MemoryError: Task ('custom_quantile-rechunk-merge-transpose-f5359f8b871b8fb06c24c4b2121bd049', 0, 2) has 814.72 GiB worth of input dependencies, but worker tls://10.8.0.13:42617 has memory_limit set to 30.55 GiB.

so I am trying to approximate it from a sample instead. I tried to use `sel` to extract the sample, but I get a 0.5GB graph and a performance warning. It sometimes work, but takes ages for the computation to start and sometimes the scheduler disconnects and i have to try again. A side question is why this operation causes a large graph. This is roughly what I am doing:

pcts = np.array([1e-6, 0.5, 1-1e-6])
# take 1M samples across the array

tile_samples = []
for tile_dataset, tile_geometry in zip(tile_datasets, tile_geometries):
    
    is_valid_sample = gpd.points_from_xy(sample[:, 0], sample[:, 1]).within(tile_geometry)
    valid_sample = sample[is_valid_sample]
    # get sample from each sub-array
    tile_sample = tile_dataset.sel(
        x=xr.DataArray(valid_sample[:, 0], dims="points"),
        y=xr.DataArray(valid_sample[:, 1], dims="points"),
        method="nearest",
    )
    tile_samples.append(tile_sample)

all_samples = xr.concat(
    tile_samples,
    dim="points",
) # concatenate samples from all sub-arrays

percentiles = da.nanquantile(
    all_samples.to_array().data,
    q=pcts,
    axis=(1,),
).compute() # compute percentiles across all samples

It would be very useful to be able to sample efficiently for other MC estimates. Am I missing something here?

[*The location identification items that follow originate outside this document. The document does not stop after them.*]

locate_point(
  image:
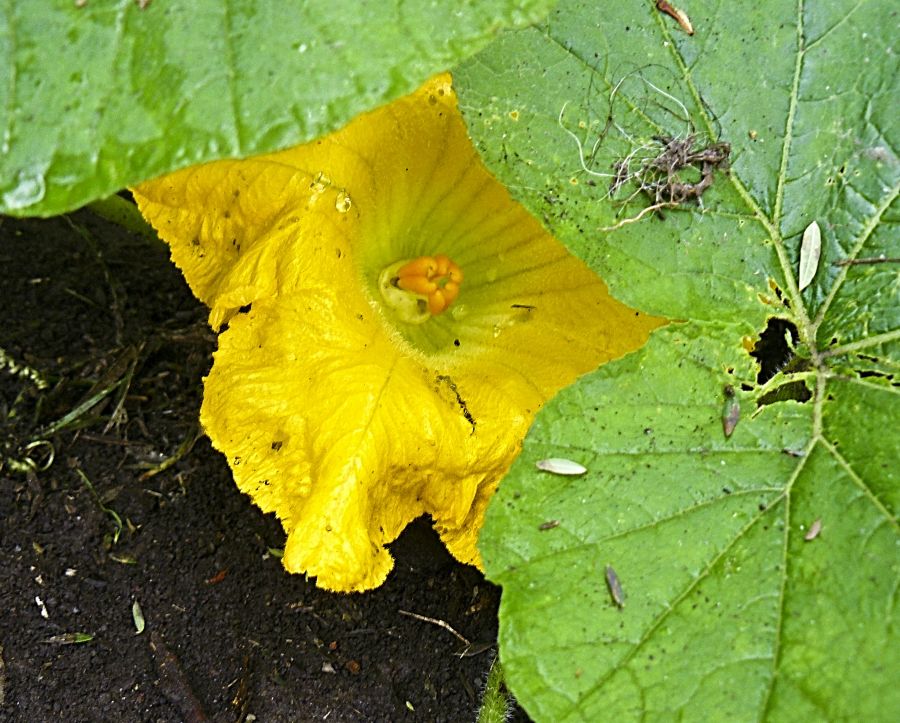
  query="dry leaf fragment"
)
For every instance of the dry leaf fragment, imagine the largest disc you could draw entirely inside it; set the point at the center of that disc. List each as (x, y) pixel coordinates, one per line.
(814, 529)
(683, 20)
(810, 250)
(558, 465)
(138, 617)
(615, 587)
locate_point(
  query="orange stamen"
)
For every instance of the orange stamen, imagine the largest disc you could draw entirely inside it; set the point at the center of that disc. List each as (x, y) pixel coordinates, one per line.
(436, 278)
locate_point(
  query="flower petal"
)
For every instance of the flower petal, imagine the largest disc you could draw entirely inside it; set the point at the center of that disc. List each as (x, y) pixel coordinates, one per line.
(337, 413)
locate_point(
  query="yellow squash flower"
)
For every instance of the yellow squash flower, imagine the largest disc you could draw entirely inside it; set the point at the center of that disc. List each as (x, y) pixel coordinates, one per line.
(394, 321)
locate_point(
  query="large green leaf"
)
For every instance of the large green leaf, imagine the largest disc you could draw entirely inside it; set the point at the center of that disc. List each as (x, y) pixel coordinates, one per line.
(730, 613)
(97, 95)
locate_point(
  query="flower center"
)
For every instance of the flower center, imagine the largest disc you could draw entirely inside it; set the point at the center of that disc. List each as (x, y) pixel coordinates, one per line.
(421, 288)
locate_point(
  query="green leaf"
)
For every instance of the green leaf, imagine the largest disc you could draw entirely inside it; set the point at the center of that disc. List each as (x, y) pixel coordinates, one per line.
(729, 612)
(95, 96)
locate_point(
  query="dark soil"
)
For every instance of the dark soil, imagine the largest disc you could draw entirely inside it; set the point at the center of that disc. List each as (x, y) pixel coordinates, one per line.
(115, 521)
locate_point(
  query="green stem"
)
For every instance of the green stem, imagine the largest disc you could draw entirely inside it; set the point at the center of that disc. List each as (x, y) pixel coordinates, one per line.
(119, 211)
(494, 703)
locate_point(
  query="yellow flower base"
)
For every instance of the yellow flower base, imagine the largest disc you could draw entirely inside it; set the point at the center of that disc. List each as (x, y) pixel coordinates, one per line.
(406, 320)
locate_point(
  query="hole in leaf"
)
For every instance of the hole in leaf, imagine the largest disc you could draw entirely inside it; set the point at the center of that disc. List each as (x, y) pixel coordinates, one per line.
(772, 350)
(797, 391)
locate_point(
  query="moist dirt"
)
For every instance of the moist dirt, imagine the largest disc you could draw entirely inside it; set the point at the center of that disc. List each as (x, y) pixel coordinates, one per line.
(114, 508)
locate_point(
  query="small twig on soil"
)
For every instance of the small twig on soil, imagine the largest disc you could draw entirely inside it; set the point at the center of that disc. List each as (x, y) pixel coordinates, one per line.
(439, 623)
(173, 683)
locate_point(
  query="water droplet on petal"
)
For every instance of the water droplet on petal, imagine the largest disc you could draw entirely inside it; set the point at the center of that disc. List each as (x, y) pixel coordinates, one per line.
(342, 202)
(30, 189)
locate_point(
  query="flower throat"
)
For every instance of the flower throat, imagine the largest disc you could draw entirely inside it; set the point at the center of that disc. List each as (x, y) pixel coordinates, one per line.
(421, 288)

Hi @Nestor_Sanchez, welcome to Dask community!

It’s not easy to grasp your code as is, because it lacks some information on some variables like tile_datasets, tile_geometries, or even sample. But if I understand correctly, your looping through chunks and selecting points by a nearest method in each tile, then concatenating all this sel operations together and applying quantile. This makes probably a huge graph.

I’ve got a suggestion, if you now the chunking on the (x,y) coords, and more precisely the number of chunks, you could determine a target number of points per chunk and take some sample using map_blocks from Dask Array as you don’t seem to use Xarray for the quantile? Or maybe you could apply your code inside a map_blocks directly, this way it would probably simplify the graph and you wouldn’t have to concat results.